El 45 Times Barcelona Hotel liquida todo su mobiliario antes de subir a cinco estrellas. Almohadas a cinco euros y sillas a 50 euros. El mercadillo agotó entradas y desata la fiebre por gangas únicas.
El 45 Times Barcelona Hotel, situado entre plaza Cataluña y paseo de Gràcia, ha revolucionado el centro de la ciudad al abrir sus puertas durante tres días para vender todo su mobiliario antes de una ambiciosa reforma. El objetivo: pasar de cuatro a cinco estrellas y renovar por completo su imagen. La noticia ha corrido como la pólvora y las entradas para el mercadillo se agotaron en pocas horas.

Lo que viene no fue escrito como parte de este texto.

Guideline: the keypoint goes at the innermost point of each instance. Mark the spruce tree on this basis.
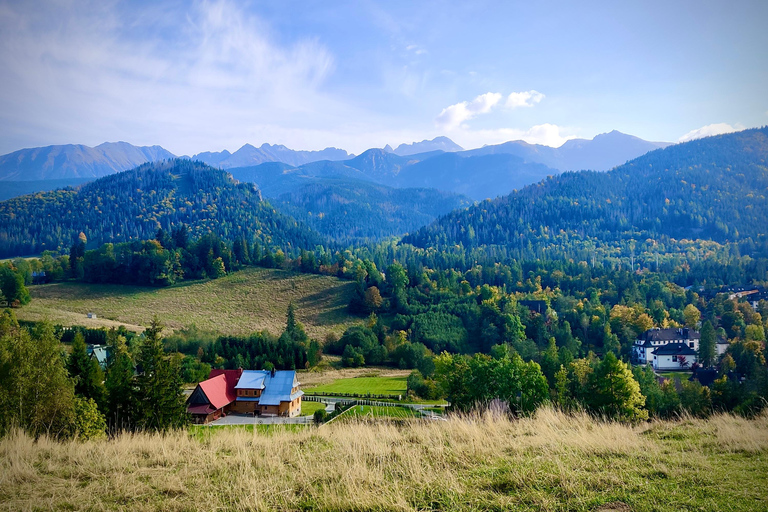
(119, 383)
(158, 400)
(707, 345)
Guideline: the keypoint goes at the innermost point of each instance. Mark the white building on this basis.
(674, 356)
(655, 338)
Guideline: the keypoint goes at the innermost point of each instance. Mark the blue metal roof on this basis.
(252, 379)
(278, 388)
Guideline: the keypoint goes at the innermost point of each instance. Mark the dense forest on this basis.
(354, 212)
(712, 189)
(132, 205)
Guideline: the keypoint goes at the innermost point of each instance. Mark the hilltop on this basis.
(76, 161)
(132, 205)
(240, 303)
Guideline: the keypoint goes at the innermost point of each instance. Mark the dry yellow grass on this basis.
(549, 462)
(240, 303)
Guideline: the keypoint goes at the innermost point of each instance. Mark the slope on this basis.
(709, 189)
(76, 161)
(353, 211)
(249, 155)
(602, 153)
(132, 205)
(238, 304)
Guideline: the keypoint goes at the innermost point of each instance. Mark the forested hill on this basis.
(354, 211)
(132, 205)
(76, 161)
(710, 189)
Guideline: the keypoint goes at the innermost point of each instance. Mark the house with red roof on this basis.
(257, 392)
(213, 398)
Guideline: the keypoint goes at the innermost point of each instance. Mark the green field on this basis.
(241, 303)
(363, 385)
(371, 411)
(675, 375)
(308, 408)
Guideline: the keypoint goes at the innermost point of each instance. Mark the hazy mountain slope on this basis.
(711, 189)
(436, 144)
(131, 206)
(9, 189)
(249, 155)
(353, 211)
(76, 161)
(478, 177)
(602, 153)
(275, 178)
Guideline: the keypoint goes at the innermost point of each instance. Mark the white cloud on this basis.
(453, 116)
(546, 134)
(523, 99)
(210, 75)
(709, 130)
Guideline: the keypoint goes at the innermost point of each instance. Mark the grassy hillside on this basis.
(550, 462)
(240, 303)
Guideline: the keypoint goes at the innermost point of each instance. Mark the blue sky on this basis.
(212, 75)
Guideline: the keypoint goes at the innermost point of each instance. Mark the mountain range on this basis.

Durante el evento, los visitantes han podido adquirir desde almohadas a cinco euros hasta sillas de habitación por 50 euros, pasando por cafeteras, espejos y hasta biombos. Todo, a precios de saldo. El hotel, ubicado en la antigua sede del banco Banesto y con vistas privilegiadas a plaza Cataluña, ha puesto a la venta absolutamente todo: velas, bandejas, perchas, enchufes, fundas de colchón y hasta plantas de la terraza.
El público ha sido de lo más variado: interioristas, profesionales del turismo, parejas jóvenes, grupos de amigas y curiosos en busca de gangas. Muchos han llegado con bolsas y maletas, dispuestos a llevarse a casa un pedazo del confort hotelero. Algunos, como Eva Rosell, han acudido atraídos por la tendencia de los mercadillos en redes sociales y han llenado sus bolsas con artículos de cocina y decoración.
La organización ha limitado la entrada a 40 personas por hora para evitar aglomeraciones, pero la fiebre por los objetos del hotel ha hecho que algunos productos volaran en minutos. Las caleras, por ejemplo, desaparecieron en menos de 20 minutos. Los compradores han cargado con champús, flores decorativas, cubiteras, mesas de centro, luminarias y hasta tronas para bebé.
Según la dirección del hotel, la venta responde a la necesidad de adaptar el espacio a la nueva identidad de marca. Todo el personal se mantendrá tras la reforma, que supondrá un salto estratégico para el establecimiento. Los grandes espejos y algunas piezas decorativas aún no están disponibles, pero se podrán negociar cuando arranquen las obras.
En la terraza, sillas y sofás esperan nuevo dueño. Una pareja de rusos, recién llegada a Alicante, aprovecha para equipar su piso con muebles de hotel. Los precios bajos explican la avalancha: biombos a 45 euros, bandejas a siete, bolsas de tela a uno, interruptores a 0,50. La escena se repite: compradores calculan si las sillas caben en el ascensor o si pueden llevarse más de un artículo por el precio.
El mercadillo, organizado por Arquitectura del Orden, busca dar una segunda vida a objetos que, de otro modo, acabarían en el punto limpio. Es la primera vez que una iniciativa así se celebra en un gran hotel de Barcelona. Según Astrid Romero, fundadora de la empresa, hay abundancia de almohadas, colchones y sábanas, pero los espejos y otros objetos únicos se agotan rápido.